Undated, ?1812.[From an autograph MS. in the possession of Mr. Murray, now for the first time printed.]

      TO THOMAS MOORE.

      WRITTEN THE EVENING BEFORE HIS VISIT TO MR. LEIGH HUNT IN HORSEMONGER LANE GAOL, MAY 19, 1813

      Oh you, who in all names can tickle the town,

      Anacreon, Tom Little, Tom Moore, or Tom Brown, —26

      For hang me if I know of which you may most brag,

      Your Quarto two-pounds, or your Two-penny Post Bag;

      But now to my letter – to yours 'tis an answer —

      To-morrow be with me, as soon as you can, sir,

      All ready and dressed for proceeding to spunge on

      (According to compact) the wit in the dungeon —27

      Pray Phoebus at length our political malice

      May not get us lodgings within the same palace!

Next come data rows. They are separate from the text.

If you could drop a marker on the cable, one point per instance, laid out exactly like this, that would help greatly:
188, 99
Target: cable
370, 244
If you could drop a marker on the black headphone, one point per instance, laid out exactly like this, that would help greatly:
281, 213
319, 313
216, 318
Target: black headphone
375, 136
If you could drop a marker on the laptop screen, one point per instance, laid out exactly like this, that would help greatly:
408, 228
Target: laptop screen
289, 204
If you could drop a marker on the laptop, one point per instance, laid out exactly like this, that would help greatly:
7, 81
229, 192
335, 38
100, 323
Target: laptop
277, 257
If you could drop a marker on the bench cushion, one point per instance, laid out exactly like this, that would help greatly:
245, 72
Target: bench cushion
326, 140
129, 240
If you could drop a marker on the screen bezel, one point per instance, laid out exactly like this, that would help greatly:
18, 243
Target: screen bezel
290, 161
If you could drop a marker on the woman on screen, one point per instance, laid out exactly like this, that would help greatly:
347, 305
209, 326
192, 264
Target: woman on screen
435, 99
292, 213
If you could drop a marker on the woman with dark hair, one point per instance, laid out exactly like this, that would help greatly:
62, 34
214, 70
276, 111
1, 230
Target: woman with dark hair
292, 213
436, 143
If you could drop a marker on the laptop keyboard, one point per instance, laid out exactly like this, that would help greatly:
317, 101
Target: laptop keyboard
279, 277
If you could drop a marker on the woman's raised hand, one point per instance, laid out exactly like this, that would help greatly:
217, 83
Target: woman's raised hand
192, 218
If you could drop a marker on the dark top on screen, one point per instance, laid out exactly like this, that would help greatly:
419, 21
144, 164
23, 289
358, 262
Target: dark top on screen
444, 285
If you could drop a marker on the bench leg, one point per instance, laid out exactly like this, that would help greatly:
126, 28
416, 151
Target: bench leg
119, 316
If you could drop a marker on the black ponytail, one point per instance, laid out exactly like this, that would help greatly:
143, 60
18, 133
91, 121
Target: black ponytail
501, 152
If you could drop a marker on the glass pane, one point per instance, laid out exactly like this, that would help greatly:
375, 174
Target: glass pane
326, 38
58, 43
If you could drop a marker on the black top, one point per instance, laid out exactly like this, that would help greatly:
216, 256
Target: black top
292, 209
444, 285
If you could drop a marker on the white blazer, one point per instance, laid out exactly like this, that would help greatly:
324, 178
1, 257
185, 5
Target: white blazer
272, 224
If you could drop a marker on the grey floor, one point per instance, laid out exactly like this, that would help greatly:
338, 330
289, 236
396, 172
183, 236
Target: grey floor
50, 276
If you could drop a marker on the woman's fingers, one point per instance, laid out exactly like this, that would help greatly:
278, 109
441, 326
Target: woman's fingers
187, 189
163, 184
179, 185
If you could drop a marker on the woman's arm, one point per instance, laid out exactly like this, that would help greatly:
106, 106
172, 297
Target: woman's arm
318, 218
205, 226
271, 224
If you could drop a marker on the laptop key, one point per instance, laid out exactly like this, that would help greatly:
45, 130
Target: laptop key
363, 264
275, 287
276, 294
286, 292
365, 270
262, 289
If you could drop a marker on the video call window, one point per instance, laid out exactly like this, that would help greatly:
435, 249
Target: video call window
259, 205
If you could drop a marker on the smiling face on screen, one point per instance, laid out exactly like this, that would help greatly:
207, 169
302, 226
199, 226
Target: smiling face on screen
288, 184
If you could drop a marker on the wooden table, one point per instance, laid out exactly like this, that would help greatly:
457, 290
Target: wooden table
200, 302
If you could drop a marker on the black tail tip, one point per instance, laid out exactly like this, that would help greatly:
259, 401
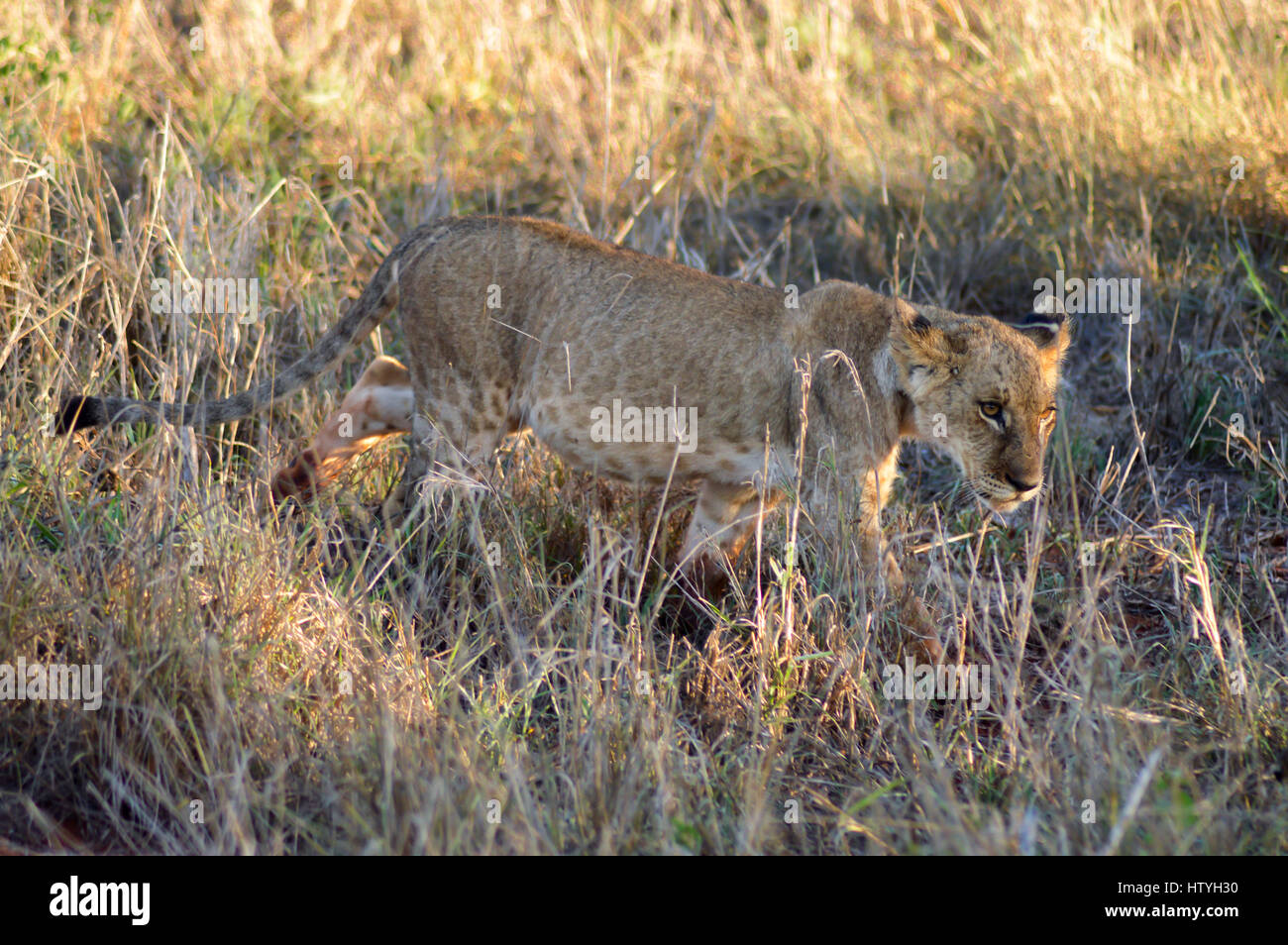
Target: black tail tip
78, 413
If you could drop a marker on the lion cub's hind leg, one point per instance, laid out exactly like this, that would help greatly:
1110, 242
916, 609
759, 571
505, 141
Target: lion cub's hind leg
378, 406
721, 523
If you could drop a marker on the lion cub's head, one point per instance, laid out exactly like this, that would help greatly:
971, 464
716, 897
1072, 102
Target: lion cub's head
983, 391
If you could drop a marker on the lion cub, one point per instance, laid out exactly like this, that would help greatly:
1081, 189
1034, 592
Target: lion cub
645, 369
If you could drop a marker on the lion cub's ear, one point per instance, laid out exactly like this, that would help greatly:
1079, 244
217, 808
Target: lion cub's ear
914, 340
1050, 331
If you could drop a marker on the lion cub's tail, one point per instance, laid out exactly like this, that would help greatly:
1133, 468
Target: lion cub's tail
376, 300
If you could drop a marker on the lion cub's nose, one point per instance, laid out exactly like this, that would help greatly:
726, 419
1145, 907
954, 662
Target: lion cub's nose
1019, 485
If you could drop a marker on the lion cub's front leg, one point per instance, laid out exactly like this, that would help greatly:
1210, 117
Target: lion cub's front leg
879, 564
922, 635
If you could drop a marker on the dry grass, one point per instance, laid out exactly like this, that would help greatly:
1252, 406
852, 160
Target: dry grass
323, 685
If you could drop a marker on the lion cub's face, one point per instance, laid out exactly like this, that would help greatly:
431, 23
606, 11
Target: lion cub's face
984, 393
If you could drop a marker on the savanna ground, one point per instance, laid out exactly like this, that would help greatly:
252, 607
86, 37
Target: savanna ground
321, 682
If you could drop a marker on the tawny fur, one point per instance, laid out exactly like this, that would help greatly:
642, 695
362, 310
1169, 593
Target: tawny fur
514, 323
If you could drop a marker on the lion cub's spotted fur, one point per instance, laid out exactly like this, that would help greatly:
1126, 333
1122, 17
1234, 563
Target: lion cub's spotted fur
516, 323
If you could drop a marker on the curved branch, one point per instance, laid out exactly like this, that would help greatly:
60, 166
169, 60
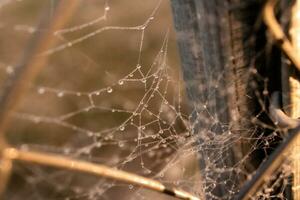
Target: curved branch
95, 169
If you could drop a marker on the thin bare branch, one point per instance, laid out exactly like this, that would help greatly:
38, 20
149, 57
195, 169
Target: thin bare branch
26, 71
278, 34
95, 169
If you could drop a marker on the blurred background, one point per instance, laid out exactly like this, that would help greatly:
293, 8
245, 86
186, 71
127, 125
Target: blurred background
110, 93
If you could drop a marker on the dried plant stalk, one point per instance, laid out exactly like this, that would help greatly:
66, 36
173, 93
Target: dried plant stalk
15, 88
26, 71
294, 97
277, 32
95, 169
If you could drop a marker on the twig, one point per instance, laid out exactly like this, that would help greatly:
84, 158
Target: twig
270, 166
26, 71
278, 34
95, 169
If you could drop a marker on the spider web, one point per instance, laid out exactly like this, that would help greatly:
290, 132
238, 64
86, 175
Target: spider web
112, 94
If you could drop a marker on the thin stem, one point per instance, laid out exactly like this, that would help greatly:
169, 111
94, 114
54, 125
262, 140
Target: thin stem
29, 66
95, 169
278, 34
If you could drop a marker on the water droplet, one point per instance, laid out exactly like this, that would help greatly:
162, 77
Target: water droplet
109, 90
41, 90
120, 82
9, 69
60, 94
121, 144
98, 144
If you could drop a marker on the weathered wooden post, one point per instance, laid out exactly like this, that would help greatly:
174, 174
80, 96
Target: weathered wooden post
214, 39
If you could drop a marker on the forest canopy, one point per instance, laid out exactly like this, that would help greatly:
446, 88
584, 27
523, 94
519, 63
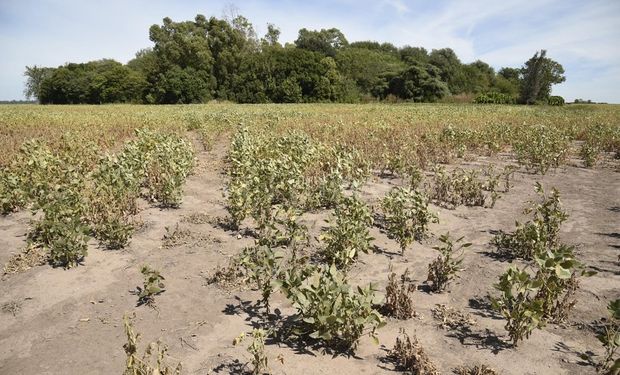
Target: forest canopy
218, 59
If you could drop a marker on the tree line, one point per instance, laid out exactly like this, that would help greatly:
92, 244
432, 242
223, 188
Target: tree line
206, 59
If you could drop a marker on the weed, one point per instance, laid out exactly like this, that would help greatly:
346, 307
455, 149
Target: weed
11, 307
262, 266
153, 285
406, 215
539, 234
329, 309
452, 318
31, 256
475, 370
260, 361
541, 147
445, 268
398, 301
350, 234
411, 357
518, 303
143, 365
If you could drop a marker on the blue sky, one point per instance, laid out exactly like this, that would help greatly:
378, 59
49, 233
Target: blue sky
584, 36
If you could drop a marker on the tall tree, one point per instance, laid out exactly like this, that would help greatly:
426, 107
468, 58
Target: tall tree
538, 75
326, 41
35, 75
450, 67
420, 82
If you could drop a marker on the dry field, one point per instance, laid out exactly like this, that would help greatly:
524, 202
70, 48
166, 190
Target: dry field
242, 210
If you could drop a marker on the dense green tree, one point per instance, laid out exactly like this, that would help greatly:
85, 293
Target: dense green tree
196, 61
368, 68
35, 75
478, 77
508, 81
272, 36
182, 48
451, 69
95, 82
410, 54
387, 48
326, 41
420, 82
538, 75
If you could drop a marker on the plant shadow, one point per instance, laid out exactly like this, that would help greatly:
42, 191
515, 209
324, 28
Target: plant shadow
285, 329
482, 307
585, 358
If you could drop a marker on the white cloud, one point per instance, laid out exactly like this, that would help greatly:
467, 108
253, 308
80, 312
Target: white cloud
581, 35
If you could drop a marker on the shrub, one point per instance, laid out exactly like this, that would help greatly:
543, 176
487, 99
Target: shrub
329, 309
541, 147
556, 100
537, 235
262, 266
445, 268
411, 357
467, 188
398, 301
143, 365
517, 303
350, 233
260, 362
495, 98
153, 285
61, 230
406, 215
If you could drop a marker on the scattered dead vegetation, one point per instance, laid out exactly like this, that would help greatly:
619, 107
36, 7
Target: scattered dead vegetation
398, 301
475, 370
30, 257
197, 218
143, 365
228, 277
452, 318
11, 307
184, 237
410, 356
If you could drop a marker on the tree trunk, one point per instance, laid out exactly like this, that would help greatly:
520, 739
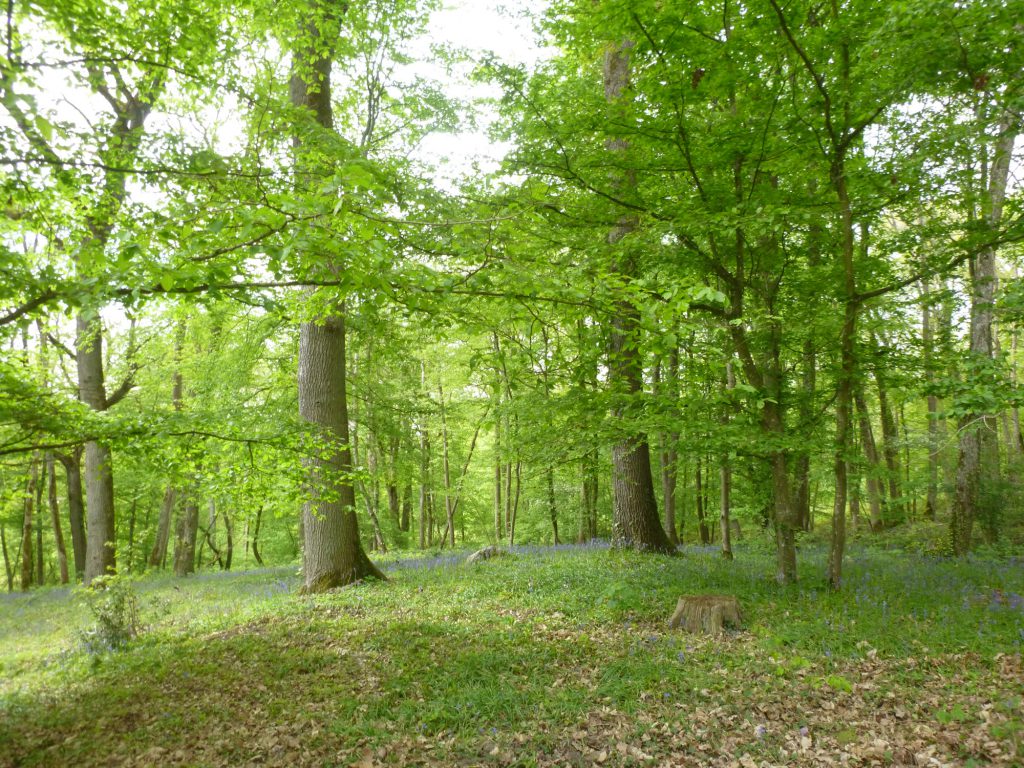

      I suppose that to-night you're engaged with some codgers,

      And for Sotheby's Blues28 have deserted Sam Rogers;

      And I, though with cold I have nearly my death got,

      Must put on my breeches, and wait on the Heathcote;29

      But to-morrow, at four, we will both play the Scurra,

      And you'll be Catullus, the Regent Mamurra.30

[First published, Letters and Journals, 1830, i. 401.]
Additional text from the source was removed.